Brown grew up in Fintona, Co. Tyrone on the family farm.
He said: “My grandfather would have farmed dairy cattle until around 1980. But a farm accident made him think twice about dairying and he went into sucklers after that.
“The accident wasn’t anything too serious; but, it made him realise dairying was just a bit demanding for him at that age – so he went into Aberdeen Angus cattle instead. My father still lives on the farm, but lets the land out.”
Brown even tried his hand at keeping his own suckler cows, juggling corporate work with country life.
It is hard; but, I’ve just always been involved in agriculture. Most of my school time would have been spent on the farm, so it was just a natural thing to do for me. I enjoyed the work and I enjoyed working with the animals, so I wanted to keep on farming in some way.
“I suppose coming from a farming background and having a reasonable knowledge of agriculture along with my business-related degree, it did all pull together. When I joined the bank I found I really did enjoy the work too.
“I realised it was important to create an atmosphere where everyone is comfortable to talk.
“There are always difficult times – looking back over the last five years you’ve had a weather crisis, a fodder crisis, then next thing you’ve had a sustained period of low milk prices; people are concerned through those times about how they will keep going, but if you listen and understand someone’s problems – then you can best address them.
“Just because we are a bank doesn’t mean the help has to be financial – you can point them in the right direction of who to speak to.
“We will always say talk to your accountant or, for example, a dairy farm specialist – I couldn’t walk on to a dairy farm and have that specialist knowledge to tell them how to run the place.
“[Using the right advisors] can bring an outside view. We can take a look at the financial side of things very easily, but we can only analyse it so far – we can look at the accounts, we can ask questions, use projections and ask them to use cash flows; but, as for the technical side of things – if we can get someone to go on to the farm that’s able to give us a very thorough account that helps too.

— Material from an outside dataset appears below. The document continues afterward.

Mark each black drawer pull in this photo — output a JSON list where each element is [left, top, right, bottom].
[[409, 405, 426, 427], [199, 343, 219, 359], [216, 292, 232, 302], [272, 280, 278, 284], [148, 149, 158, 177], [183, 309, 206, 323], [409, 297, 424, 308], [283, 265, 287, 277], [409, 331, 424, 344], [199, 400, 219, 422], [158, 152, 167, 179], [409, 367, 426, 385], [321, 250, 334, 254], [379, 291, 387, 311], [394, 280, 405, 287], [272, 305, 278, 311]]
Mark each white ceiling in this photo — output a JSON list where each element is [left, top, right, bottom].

I always say that even the best farmers could be doing nine things right out of 10 and one thing wrong, and even improving one or two small things could make a big difference to the overall business.

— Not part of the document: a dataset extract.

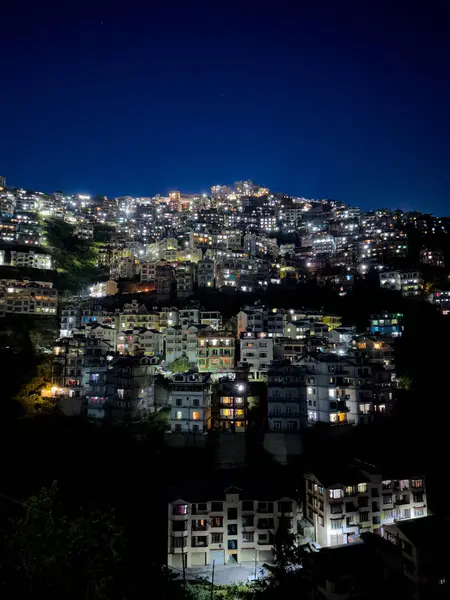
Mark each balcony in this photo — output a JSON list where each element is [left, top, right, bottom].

With so much change on the horizon, with Brexit looming, many farmers are worried about how they will plan ahead. However, Brown said the team will “always do its best to support farming customers“.
He said: “I suppose we have always taken the approach that any reform will not be decided and delivered on your doorstep the next day.
“As we get closer to Brexit, we will have a better idea how things will look once they start to talk about trade deals and once the details of that start to come out, as well as how any new agriculture policy will look.
“But at the end of the day business still goes on and decisions still have to be made, so we take the approach that we will always give long-term support to farmers.”